Bir grup kadının yer aldığı bu oluşum çok sıkı güvenlik tedbirleri altında istenmeyen gebeliklere son veren ama kadınların sağlıklarını da ihmal etmeyen bir yapı. Yalnızca bu da değil, kadınların birbirleriyle dayanıştığı güçlü bir organizasyon. Joy, organizasyonun etkili isimlerinden Virginia’nın (Sigourney Weaver) çağrılarına kayıtsız kalamaz ve önce ufak işler, ardından önemli meselelerde destek atar. Artık o da bir Jane’dir!
Film iki koldan ilerletiyor hikâyesini. İlki, kadınların bedenlerine dair kararları vermesinin engellendiği, erkek yasalarının ve yöneticilerinin hüküm sürdüğü ama değişimin de kapıda olduğu bir dönemin portresini çiziyor. İkinci olarak Will, Joy ve Charlotte arasındaki dinamiğe, yani aileye odaklanıyor.
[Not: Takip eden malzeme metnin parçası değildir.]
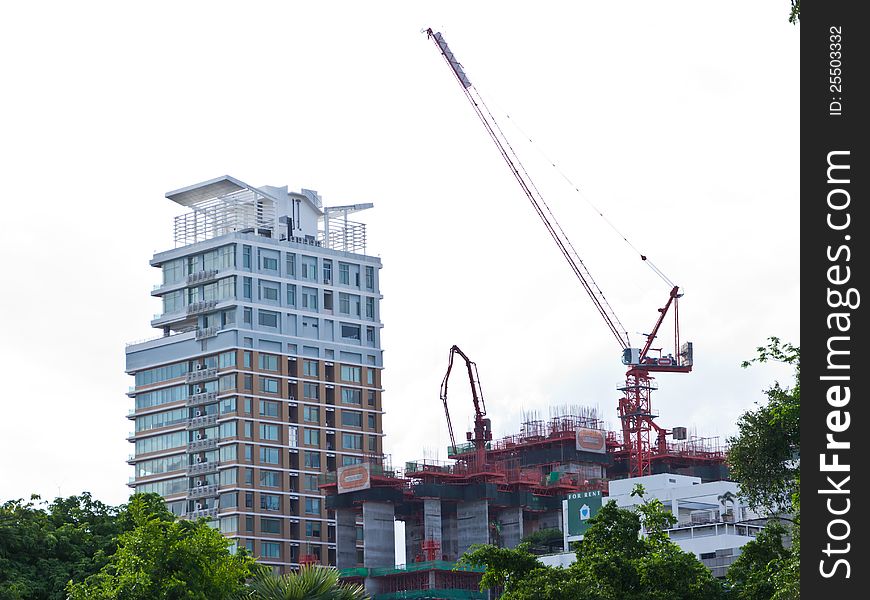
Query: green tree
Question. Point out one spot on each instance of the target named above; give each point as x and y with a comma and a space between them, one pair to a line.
614, 562
764, 457
311, 582
545, 541
43, 546
163, 558
751, 576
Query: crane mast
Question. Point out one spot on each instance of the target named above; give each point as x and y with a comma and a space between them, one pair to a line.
634, 407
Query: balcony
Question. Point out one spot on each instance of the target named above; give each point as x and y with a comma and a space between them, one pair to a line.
201, 276
200, 375
202, 491
197, 514
204, 421
201, 468
200, 445
203, 398
200, 307
207, 332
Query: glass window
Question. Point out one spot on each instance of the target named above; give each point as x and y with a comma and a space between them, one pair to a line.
160, 374
228, 429
173, 302
349, 373
267, 318
351, 441
229, 524
269, 456
270, 264
268, 362
173, 271
309, 368
269, 432
311, 414
309, 298
351, 396
312, 528
351, 418
309, 268
227, 359
270, 550
270, 478
228, 453
268, 525
228, 476
312, 460
312, 506
270, 502
311, 437
269, 409
269, 385
269, 291
350, 331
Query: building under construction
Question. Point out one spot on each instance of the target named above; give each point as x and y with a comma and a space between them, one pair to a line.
515, 489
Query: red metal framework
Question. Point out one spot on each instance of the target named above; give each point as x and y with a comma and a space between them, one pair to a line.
634, 408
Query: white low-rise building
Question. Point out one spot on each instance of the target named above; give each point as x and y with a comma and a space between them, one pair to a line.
713, 522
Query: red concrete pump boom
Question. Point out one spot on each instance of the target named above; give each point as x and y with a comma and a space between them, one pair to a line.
482, 429
634, 408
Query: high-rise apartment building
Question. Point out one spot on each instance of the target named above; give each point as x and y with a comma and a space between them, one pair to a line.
268, 372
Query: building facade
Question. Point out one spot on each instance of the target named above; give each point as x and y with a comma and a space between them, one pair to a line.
268, 370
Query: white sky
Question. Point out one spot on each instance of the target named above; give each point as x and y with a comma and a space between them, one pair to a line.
678, 119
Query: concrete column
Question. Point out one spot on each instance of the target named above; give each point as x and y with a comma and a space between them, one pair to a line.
413, 539
345, 538
432, 522
379, 534
472, 524
511, 522
449, 539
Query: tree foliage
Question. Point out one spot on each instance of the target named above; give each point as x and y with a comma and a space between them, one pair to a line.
544, 541
311, 582
614, 562
751, 576
163, 558
764, 455
43, 546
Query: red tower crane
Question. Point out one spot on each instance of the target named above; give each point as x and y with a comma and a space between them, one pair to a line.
482, 427
635, 410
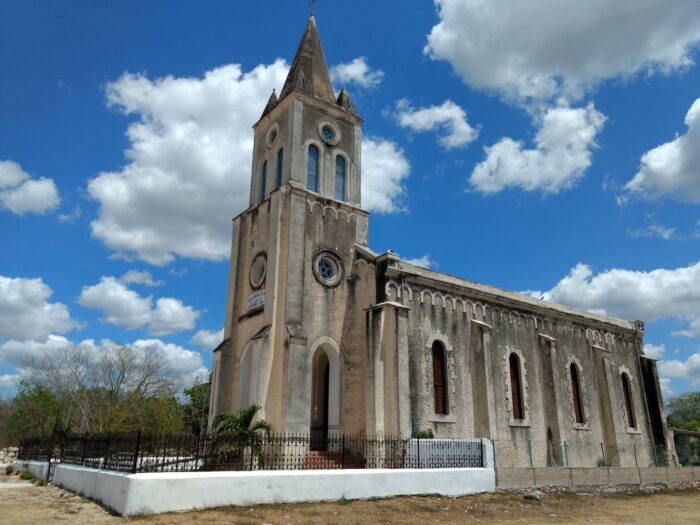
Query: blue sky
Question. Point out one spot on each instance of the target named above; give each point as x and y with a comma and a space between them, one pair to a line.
548, 146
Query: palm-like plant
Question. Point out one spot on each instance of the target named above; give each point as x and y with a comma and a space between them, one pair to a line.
234, 433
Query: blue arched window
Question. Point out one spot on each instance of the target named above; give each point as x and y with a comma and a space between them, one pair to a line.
312, 169
280, 162
340, 178
263, 182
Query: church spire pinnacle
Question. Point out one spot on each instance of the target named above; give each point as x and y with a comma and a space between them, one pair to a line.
309, 71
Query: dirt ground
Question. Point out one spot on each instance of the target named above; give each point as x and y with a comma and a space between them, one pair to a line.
24, 503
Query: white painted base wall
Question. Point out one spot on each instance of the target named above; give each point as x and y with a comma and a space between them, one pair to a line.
38, 468
129, 494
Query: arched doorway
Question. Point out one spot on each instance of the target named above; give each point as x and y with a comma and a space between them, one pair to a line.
319, 401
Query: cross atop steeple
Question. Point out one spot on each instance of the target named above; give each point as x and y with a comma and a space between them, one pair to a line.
309, 71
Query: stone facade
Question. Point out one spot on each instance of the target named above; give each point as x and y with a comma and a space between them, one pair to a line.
328, 336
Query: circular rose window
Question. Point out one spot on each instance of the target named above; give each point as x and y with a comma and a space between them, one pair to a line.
328, 268
258, 270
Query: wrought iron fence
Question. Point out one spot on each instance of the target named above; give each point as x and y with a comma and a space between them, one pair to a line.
138, 452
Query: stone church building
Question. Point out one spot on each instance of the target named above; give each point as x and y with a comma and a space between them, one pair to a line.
329, 336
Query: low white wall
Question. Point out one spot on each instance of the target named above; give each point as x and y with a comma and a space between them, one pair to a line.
38, 468
154, 493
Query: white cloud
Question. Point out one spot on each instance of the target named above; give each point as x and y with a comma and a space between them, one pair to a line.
424, 262
384, 168
676, 369
356, 72
654, 230
629, 294
26, 314
190, 153
671, 169
139, 277
186, 365
126, 308
448, 116
21, 194
542, 49
563, 151
208, 338
189, 162
654, 351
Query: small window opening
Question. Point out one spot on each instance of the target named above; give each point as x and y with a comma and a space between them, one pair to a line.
439, 378
516, 386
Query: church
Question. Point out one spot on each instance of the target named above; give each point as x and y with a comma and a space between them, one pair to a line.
331, 337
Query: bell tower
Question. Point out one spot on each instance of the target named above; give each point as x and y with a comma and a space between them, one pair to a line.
291, 297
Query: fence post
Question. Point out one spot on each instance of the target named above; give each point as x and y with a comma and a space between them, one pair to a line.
82, 455
106, 455
136, 451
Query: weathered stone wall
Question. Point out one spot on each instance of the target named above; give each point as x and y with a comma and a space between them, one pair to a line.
547, 345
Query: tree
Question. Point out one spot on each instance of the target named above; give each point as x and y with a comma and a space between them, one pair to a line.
684, 411
116, 389
234, 433
196, 411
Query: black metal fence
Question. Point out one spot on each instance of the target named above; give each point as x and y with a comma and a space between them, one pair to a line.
138, 452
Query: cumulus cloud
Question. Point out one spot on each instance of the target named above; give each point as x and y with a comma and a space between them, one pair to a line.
424, 262
562, 154
654, 230
208, 338
384, 169
629, 294
448, 117
190, 153
671, 169
139, 277
356, 72
542, 49
126, 308
654, 351
26, 313
676, 369
21, 194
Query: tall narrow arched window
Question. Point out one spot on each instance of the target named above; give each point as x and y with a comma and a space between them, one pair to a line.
439, 378
263, 182
340, 178
629, 407
280, 164
516, 386
312, 169
576, 393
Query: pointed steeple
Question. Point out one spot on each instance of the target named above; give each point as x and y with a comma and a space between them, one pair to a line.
271, 103
309, 71
345, 102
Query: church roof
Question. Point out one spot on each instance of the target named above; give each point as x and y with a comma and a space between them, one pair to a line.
309, 71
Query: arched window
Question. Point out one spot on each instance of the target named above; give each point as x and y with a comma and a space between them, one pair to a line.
280, 163
576, 393
627, 391
263, 182
312, 169
340, 178
516, 386
439, 378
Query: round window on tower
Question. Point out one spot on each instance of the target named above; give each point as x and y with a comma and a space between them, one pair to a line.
328, 268
272, 134
258, 270
328, 133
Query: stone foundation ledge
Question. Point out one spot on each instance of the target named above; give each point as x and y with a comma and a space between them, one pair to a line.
528, 477
132, 494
Kanımca ikisini de tam olarak yapamıyor ama film.
Belki anlatının mecburiyetlerindendir ama 68’in ruhunun filmin içine yeterince yedirildiğini söylemek zor. Kendi derdi içinde fazla kalıyor, asıl meselesini gereğinden fazla çerçeveliyor bence. Kastettiğim ana meselesini azaltması değil ama bu başkaldırının, alınan risklerin dönemin ruhunun bir yansıması olduğu gerçeğinin altının yeterince çizilememiş olması. Hatta organizasyonun kadın hareketinin diğer bileşenleri içindeki yeri ve önemi de eksik bırakılıyor. Daha çok o yapıdaki kadınlar arası dayanışmanın ve iş birliğinin öneminin altı çiziliyor. Burada bir çekincemi söylemeliyim. Belki dönemin koşullarında “herkes kürtaj yapabilir” fikri makul görülüyordu ama bugün filmin bunun yanında duruyor alması biraz aklımı kurcaladı. Konunun uzmanı değilim tabii.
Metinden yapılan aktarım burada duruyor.